Şoförler için “Uzak neresidir? Aile yaşamınız nasıldır?”Diye sorulduğunda, uzaklık anlayışlarının olmadığı görülmüştür. Aile yaşamlarında ise alışılmış bir hasretlik hâkimdir. Özellikle son dönemde sosyal medyanın, iletişim teknolojilerinin ve görüntülü konuşmanın gelişmesi ile hasretlik anlayışı değişmiştir. Ancak doğum, ölüm, düğün, bayram da aileleriyle beraber olamamak aile yaşamındaki hasretliğin en önemli göstergeleri olarak karşımıza çıkmaktadır.
“Üç tane çocuğum var nasıl büyüdüler bilmem. Hanım büyüttü onları” (Erkek, 56 yaşında, emekli ve çalışmaya devam ediyor, sadece şoför, 2400 TL, Yozgat).
Şoförlere sorulan bir diğer soru ise, “yolda yemek alışkanlıklarınız nasıldır? Şunu hep yerim, yanımda hep şu vardır. dediğiniz bir şey var mı?” şeklinde olmuştur. Alınan yanıtlarda ortaklaşan öğelerin başında zorunlu kalmadıkça bilmedikleri yerde yemek yemedikleri görülmüştür. Arkadaş tavsiyesi ve daha önce kazanılan tecrübeler ile lokanta seçmektedirler. Varış yerine varış zamanı kısıtlı ise lokantalarda yemek yemeden araçta bulunan bisküvi, kek gibi atıştırmalıklarla idare etmektedirler. Ayrıca bazı şoförler eşlerinin hazırladığı yolluklarla bir süre idare etmekte veya araçlarında küçük tüp taşımaktadır. Bu şoförler zaman ve mekân bulduklarında kendi yemeklerini kendileri yapmaktadır.
“Ben bilmediğim yerde yemek yemem. Eğer bilmediğim yerde yemek yiyeceksem yıkanması, yağı, tuzu, baharatı en az olan yemeği tercih ederim. Mesela kolay kolay ıspanak yemem. Nasıl yıkanmış,
nasıl yağ var bilemem. Onun yerine tavuk ızgara yerim. En azından ne eti olduğu belli.” (Erkek, 51 yaşında, 26 yıldır kendi aracında şoför, 3000-4000 TL arası, Kayseri)
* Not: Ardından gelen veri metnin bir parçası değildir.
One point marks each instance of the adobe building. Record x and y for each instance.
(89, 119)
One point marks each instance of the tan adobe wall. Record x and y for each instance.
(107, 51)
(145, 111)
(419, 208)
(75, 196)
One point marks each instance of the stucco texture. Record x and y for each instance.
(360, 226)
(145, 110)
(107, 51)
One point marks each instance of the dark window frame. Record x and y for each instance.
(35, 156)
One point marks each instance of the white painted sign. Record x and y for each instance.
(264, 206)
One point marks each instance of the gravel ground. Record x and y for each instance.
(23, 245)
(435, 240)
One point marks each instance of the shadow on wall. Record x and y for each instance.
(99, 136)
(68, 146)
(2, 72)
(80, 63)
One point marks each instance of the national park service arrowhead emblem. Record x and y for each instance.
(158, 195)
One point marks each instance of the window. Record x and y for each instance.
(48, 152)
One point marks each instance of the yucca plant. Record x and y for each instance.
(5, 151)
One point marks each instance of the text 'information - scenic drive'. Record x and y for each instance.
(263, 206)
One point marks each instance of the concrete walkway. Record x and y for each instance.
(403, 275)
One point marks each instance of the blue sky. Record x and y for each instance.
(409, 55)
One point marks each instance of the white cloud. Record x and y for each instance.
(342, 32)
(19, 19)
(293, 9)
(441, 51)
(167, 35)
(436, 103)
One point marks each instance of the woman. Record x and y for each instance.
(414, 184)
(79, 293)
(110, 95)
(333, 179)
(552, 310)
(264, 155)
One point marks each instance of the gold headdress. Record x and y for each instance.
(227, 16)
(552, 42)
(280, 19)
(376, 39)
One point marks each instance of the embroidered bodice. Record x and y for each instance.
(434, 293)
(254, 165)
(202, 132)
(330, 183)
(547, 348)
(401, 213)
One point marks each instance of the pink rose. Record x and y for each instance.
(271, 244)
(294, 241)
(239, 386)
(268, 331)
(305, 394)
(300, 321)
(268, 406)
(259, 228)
Şoförler, “yolda en çok dinlendiğiniz müzik türü hangisidir?” sorusuna verdikleri yanıtı genç şoförler ve orta yaşlı şoförler olarak ayırarak anlaşılabilmektedir. Genç şoförler cep telefonu interneti ve usb belleklerden dinlenebilecek, güncel popüler müzikleri dinlerken orta yaşlı şoförler radyo dinleyerek haber ve hava durumu gibi bilgileri öğrenmeyi tercih etmektedir. Genelde müzik, radyo programları, haberler sessizliklerini paylaştıkları bir öğe olarak görülmektedir. En çok dinledikleri haberleri ve hava durumunu öğrendikleri radyo TRT Radyosu’dur. Bunun en önemli nedeni ise Anadolu’nun birçok yol güzergâhında TRT radyosunun yayın gücü olmasından kaynaklanmaktadır. Uluslararası tır şoförlüğü yapan bir şoför ise radyo kullanmasını şöyle açıklamıştır.
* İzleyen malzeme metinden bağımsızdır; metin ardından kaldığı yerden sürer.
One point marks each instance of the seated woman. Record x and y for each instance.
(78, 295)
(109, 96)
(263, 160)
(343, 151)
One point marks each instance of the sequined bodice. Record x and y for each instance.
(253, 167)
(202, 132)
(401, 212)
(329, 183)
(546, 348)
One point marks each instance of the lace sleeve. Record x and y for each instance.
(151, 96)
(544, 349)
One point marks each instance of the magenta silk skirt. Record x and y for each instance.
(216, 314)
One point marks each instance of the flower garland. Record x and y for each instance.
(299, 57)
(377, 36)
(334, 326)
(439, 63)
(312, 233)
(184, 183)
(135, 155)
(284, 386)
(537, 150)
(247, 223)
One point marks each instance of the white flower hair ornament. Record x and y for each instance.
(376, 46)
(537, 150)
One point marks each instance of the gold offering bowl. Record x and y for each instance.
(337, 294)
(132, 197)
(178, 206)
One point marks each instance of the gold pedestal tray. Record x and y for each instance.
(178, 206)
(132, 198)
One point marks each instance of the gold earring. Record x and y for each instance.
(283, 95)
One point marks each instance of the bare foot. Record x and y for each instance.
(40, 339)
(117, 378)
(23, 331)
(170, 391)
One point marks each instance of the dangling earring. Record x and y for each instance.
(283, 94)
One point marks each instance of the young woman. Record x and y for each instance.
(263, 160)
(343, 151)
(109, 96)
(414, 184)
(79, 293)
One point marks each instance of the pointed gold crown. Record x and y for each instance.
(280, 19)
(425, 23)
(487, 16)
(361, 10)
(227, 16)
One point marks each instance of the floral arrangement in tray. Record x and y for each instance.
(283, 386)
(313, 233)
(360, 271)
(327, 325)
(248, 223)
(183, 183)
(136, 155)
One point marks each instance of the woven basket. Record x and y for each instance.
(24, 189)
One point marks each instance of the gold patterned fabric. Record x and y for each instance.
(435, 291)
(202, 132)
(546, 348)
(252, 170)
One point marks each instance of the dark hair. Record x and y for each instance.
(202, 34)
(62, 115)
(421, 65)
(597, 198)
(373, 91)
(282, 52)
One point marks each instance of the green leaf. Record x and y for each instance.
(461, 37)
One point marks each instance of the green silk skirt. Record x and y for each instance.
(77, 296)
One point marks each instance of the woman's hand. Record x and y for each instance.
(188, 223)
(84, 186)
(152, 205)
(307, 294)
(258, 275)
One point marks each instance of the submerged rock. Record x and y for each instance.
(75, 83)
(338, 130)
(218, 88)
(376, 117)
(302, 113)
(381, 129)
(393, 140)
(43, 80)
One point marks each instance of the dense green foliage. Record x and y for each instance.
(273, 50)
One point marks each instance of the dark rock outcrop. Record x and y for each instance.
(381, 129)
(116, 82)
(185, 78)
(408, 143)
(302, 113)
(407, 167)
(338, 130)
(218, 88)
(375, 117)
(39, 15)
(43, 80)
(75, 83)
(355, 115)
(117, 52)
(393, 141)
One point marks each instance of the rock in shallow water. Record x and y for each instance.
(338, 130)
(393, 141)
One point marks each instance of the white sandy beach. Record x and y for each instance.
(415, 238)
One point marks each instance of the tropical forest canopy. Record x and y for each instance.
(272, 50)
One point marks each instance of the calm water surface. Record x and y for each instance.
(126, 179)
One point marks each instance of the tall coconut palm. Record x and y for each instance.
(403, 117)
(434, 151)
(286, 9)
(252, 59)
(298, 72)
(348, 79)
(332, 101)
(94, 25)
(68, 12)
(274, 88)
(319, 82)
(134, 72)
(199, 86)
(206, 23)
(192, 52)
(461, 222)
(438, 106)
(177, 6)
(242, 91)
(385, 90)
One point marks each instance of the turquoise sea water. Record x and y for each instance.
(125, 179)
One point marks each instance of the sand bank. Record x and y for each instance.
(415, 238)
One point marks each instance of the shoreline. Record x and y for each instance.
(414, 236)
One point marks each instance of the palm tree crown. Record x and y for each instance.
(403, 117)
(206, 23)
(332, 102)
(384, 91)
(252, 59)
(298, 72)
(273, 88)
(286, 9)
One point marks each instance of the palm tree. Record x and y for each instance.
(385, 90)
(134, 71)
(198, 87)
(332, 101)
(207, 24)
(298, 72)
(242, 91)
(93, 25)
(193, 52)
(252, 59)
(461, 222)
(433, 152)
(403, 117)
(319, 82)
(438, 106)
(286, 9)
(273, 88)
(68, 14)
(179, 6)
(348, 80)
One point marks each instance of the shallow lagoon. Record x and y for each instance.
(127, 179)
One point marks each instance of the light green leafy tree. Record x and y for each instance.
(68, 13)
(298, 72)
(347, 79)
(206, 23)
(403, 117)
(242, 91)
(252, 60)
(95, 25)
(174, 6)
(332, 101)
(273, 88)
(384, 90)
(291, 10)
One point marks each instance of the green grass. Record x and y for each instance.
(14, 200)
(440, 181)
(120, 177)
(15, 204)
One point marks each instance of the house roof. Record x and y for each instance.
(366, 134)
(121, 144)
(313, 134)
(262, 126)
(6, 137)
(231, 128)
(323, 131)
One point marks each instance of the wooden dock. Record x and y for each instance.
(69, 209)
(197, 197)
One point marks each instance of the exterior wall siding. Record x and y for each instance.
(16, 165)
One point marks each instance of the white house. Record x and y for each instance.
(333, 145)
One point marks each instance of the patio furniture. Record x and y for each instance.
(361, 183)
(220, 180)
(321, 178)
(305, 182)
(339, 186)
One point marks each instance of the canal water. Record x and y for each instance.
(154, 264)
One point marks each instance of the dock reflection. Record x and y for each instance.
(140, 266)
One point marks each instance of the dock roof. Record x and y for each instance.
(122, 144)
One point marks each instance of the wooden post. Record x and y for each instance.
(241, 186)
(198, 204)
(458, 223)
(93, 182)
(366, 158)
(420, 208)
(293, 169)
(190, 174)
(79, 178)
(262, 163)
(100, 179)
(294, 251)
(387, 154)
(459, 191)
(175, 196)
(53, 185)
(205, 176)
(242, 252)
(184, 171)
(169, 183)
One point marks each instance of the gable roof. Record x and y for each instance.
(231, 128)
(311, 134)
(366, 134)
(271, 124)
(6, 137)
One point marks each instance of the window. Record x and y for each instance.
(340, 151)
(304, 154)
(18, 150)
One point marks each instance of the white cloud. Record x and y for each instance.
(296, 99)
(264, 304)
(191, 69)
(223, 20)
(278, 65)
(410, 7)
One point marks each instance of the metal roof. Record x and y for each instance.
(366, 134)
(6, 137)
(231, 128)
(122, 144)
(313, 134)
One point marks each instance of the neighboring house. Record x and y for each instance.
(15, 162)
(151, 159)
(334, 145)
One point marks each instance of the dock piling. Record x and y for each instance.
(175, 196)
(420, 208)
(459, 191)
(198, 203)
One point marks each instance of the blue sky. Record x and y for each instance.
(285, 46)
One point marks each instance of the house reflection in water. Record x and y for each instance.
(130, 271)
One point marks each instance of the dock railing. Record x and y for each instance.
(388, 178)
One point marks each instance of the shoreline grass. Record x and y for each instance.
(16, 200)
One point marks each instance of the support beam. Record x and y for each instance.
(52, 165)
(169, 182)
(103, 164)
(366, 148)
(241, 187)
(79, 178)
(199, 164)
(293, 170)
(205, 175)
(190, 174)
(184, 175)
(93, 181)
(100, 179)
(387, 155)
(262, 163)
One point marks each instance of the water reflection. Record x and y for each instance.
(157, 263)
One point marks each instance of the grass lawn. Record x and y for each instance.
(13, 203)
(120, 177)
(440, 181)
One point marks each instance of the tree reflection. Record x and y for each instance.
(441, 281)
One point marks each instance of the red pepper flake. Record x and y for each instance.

“Kendi müziklerim var onları dinlerim. Ama radyoyu dil öğrenmek için kullanırım. Mesela Macara (Macaristan) girdim. Açarım oranın bir radyosunu kulak aşinalığım olsunda Macar görevlilerle gümrükte, sınırda işlerimi çözerken anlayayım biraz.” (Erkek, Yaş 54, 14 yıldır uluslararası şoförlük yapıyor, 5000 TL, Nevşehir).
“Bu işi yaparken umudunuz, beklentiniz nedir? En çok korktuğunuz şey nedir?"sorusuna verilen yanıtlar birbirine benzer çıkmıştır. Hemen her şoförün bu işten beklentisi ve umudu emekli olmak olarak ortaya çıkmıştır. Ancak emekli olup halen bu işi yapan şoförlerde bulunmaktadır. Onların ise bu işte bir umutları yok. Emekli parası ile geçinemedikleri için ek gelir olarak eskisi kadar yoğun ve ağır işlerde çalışmak yerine daha rahat ve sakin yük ve yollarda çalışmayı tercih etmektedirler. Bu bağlamda emekli şoförlerin en büyük lüksü sağlık güvencelerinin olmasından dolayı iş seçme şanslarının, bir anlamda lükslerinin olmasıdır. Görüşülen şoförlerin hepsinin en büyük korkusu kaza yapmaktır. Özellikle ölümlü kazaya karışmaktan çok korktuklarını dile getirdiler. Ayrıca yüklerini çaldırmak, aracının soyulması, mazotlarının çalınması da korkularının içerisinde yer almaktadır.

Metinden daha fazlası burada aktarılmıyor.